Il prolungamento della vita e le elevate aspettative dei cittadini, dei malati e degli operatori sanitari pongono con urgenza il tema della valorizzazione dell’innovazione terapeutica e farmacologica e quello della effettiva disponibilità dei nuovi farmaci per i pazienti che ne hanno bisogno. Ma gli ostacoli sono molteplici. E se la crisi economica non aiuta, a frenare Ricerca e Sviluppo sono anche problematiche di natura politica, dall’inadeguata tutela del brevetto ai ritardi di immissione dei nuovi farmaci sul mercato e nei prontuari regionali, per fare un esempio. Per invertire la rotta, il Forum per la Ricerca Biomedica, insieme al Censis, ha realizzato un documento che illustra le criticità più importanti legata alla produzione dei farmaci, ma avanza anche alcune proposte per risolverle rivedendo, ad esempio, il ruolo dei soggetti coinvolti nelle diverse fasi del processo, le piste di lavoro prioritarie per la ricerca di base e per quella applicata, i processi regolatori, le modalità di remunerazione dell’innovazione in fase di immissione sul mercato, l’accesso da parte dei pazienti alle terapie innovative.

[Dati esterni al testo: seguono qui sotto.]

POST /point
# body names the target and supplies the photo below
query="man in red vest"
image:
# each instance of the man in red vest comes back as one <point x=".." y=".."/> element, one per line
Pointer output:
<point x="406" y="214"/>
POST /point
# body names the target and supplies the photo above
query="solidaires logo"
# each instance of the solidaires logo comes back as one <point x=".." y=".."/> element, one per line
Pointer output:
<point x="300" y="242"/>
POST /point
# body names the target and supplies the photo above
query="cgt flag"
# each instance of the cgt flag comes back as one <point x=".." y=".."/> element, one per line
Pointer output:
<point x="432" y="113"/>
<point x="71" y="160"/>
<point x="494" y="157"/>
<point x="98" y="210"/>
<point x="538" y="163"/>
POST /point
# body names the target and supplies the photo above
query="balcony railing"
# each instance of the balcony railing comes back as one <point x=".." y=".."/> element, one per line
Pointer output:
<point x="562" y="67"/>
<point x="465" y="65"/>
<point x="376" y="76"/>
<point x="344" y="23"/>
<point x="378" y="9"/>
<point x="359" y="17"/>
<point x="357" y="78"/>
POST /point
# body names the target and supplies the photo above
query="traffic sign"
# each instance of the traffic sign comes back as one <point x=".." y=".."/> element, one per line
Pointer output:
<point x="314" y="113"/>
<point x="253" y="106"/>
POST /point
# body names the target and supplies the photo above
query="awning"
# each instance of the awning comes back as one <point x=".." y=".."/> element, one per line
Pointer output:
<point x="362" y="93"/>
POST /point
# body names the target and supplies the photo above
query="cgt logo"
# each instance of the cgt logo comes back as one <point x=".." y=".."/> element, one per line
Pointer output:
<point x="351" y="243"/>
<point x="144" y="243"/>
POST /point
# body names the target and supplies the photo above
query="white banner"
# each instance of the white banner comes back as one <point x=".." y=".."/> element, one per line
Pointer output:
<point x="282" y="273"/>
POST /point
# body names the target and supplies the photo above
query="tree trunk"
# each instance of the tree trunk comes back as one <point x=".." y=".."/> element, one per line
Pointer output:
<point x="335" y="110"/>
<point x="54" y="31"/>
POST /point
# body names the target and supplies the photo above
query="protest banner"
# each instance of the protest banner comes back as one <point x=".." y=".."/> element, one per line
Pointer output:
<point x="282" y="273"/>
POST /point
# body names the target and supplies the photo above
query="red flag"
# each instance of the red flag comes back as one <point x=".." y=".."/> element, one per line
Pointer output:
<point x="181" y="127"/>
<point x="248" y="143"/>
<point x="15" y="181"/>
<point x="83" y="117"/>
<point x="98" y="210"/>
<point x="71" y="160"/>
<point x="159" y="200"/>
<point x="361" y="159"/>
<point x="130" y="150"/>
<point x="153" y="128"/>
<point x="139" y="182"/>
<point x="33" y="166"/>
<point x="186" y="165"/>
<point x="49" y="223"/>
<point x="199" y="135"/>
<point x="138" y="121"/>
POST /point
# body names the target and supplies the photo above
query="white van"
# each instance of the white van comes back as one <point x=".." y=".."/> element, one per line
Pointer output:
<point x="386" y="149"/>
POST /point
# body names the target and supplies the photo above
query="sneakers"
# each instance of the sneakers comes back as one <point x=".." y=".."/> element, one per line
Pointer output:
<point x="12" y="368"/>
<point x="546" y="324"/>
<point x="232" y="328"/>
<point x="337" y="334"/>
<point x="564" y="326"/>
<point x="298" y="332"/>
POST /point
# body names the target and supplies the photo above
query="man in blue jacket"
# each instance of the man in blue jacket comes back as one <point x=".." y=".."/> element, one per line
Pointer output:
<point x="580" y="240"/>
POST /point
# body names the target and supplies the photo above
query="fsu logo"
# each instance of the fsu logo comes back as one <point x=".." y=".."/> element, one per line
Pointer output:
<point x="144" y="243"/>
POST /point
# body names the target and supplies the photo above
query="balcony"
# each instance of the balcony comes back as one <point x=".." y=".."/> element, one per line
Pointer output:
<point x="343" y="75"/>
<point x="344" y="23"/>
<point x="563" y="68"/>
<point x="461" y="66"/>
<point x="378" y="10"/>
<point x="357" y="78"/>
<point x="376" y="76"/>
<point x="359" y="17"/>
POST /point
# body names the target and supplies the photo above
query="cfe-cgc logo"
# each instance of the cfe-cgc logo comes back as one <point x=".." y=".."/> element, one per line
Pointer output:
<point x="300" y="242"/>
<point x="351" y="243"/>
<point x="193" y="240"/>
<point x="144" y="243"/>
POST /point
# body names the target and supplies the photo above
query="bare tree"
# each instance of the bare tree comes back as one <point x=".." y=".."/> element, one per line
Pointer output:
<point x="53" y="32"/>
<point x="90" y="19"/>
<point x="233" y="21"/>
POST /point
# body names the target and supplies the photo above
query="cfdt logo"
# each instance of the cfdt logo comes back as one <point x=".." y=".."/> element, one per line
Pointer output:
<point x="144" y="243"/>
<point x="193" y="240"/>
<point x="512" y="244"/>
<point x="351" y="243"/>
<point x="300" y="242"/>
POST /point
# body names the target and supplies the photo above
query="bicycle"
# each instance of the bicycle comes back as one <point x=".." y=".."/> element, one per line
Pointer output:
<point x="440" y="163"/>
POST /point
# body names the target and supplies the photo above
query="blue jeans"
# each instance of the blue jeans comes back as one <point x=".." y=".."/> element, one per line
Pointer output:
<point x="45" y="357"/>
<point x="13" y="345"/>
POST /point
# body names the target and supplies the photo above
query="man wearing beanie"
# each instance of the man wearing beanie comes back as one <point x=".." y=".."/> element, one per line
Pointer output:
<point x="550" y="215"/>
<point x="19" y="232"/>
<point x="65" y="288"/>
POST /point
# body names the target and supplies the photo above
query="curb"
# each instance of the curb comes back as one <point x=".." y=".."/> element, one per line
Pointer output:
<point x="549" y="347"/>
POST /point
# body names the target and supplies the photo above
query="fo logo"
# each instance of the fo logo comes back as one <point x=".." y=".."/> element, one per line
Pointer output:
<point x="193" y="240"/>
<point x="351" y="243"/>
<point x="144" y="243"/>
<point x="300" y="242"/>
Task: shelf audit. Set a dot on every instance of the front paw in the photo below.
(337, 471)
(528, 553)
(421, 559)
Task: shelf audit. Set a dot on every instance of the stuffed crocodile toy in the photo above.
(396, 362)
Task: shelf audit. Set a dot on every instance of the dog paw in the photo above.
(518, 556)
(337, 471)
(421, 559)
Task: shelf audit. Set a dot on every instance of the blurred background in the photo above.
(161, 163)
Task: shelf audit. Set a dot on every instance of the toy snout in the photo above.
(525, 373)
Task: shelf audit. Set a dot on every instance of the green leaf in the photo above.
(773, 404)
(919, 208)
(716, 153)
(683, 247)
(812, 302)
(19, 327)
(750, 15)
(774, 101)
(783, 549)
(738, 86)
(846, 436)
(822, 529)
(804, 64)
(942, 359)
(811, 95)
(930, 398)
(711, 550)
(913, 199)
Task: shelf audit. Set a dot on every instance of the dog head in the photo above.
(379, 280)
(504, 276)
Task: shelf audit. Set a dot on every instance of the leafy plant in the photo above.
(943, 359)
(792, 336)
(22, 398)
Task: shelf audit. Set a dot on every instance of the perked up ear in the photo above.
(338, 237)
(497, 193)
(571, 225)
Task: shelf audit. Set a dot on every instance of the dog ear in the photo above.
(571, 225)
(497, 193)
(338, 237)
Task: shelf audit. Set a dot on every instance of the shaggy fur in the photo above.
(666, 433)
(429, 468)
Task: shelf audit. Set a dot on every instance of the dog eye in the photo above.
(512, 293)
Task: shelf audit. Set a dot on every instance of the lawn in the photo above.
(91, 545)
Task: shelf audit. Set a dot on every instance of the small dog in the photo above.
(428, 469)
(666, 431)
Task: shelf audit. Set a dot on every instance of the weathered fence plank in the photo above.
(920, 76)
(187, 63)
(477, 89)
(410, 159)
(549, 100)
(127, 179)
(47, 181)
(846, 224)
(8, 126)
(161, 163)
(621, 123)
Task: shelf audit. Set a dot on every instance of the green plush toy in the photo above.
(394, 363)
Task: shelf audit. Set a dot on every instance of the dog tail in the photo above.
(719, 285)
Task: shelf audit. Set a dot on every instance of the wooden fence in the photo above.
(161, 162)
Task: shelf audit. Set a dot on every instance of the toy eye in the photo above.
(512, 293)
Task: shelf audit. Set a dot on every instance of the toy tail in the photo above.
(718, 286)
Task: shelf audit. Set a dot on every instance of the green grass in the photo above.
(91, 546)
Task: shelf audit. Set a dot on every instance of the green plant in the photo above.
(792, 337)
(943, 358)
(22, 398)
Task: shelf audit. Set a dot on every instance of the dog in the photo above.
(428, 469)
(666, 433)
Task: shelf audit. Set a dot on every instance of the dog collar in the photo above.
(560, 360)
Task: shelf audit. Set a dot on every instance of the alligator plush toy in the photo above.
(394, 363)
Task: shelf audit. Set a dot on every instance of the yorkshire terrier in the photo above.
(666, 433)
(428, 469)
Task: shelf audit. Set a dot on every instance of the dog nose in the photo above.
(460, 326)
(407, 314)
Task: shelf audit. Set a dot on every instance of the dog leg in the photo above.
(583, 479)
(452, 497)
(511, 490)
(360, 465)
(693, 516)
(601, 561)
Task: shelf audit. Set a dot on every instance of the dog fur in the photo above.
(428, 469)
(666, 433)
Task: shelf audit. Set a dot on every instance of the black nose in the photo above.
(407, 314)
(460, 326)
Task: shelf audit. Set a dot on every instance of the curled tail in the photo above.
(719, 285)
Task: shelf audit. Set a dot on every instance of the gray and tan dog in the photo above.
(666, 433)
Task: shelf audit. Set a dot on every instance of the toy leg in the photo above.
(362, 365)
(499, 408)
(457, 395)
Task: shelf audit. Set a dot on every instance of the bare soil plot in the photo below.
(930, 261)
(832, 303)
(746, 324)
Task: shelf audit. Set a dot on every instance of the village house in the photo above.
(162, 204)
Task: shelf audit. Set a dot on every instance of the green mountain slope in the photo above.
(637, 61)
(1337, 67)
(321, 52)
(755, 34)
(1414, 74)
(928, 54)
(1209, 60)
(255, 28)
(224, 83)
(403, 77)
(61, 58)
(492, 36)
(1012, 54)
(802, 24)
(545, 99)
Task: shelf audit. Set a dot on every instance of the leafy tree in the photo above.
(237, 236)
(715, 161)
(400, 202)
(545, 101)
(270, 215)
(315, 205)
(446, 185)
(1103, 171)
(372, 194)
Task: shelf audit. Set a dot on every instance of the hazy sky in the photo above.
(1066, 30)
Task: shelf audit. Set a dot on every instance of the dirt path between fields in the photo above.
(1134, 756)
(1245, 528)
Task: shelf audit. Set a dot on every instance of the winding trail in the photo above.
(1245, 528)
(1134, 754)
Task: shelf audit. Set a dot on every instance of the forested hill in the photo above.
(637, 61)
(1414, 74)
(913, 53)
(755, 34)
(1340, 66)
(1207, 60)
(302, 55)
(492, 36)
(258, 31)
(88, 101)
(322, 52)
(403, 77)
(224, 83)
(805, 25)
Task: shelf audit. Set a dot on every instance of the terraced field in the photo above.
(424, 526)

La sifda dei farmaci. Imprese in prima linea
Evidente e in crescita è la domanda di cure sempre più efficaci, e di una copertura degli assistiti senza lacune ed eccezioni. Le aspettative nei confronti dei farmaci sono elevate in termini di guarigione, di miglioramento della qualità della vita e di supporto per una convivenza accettabile con la malattia.
In particolare, il 36,7% degli intervistati dal Censis ritiene che la finalità dei farmaci debba essere quella di guarire le malattie, per il 7,4% di sconfiggere le malattie mortali, per il 15,5% prevenire le malattie, per il 19,5% devono dare la possibilità di convivere accettabilmente e a lungo con le malattie croniche, per il 20,9% contribuire al miglioramento della qualità di vita.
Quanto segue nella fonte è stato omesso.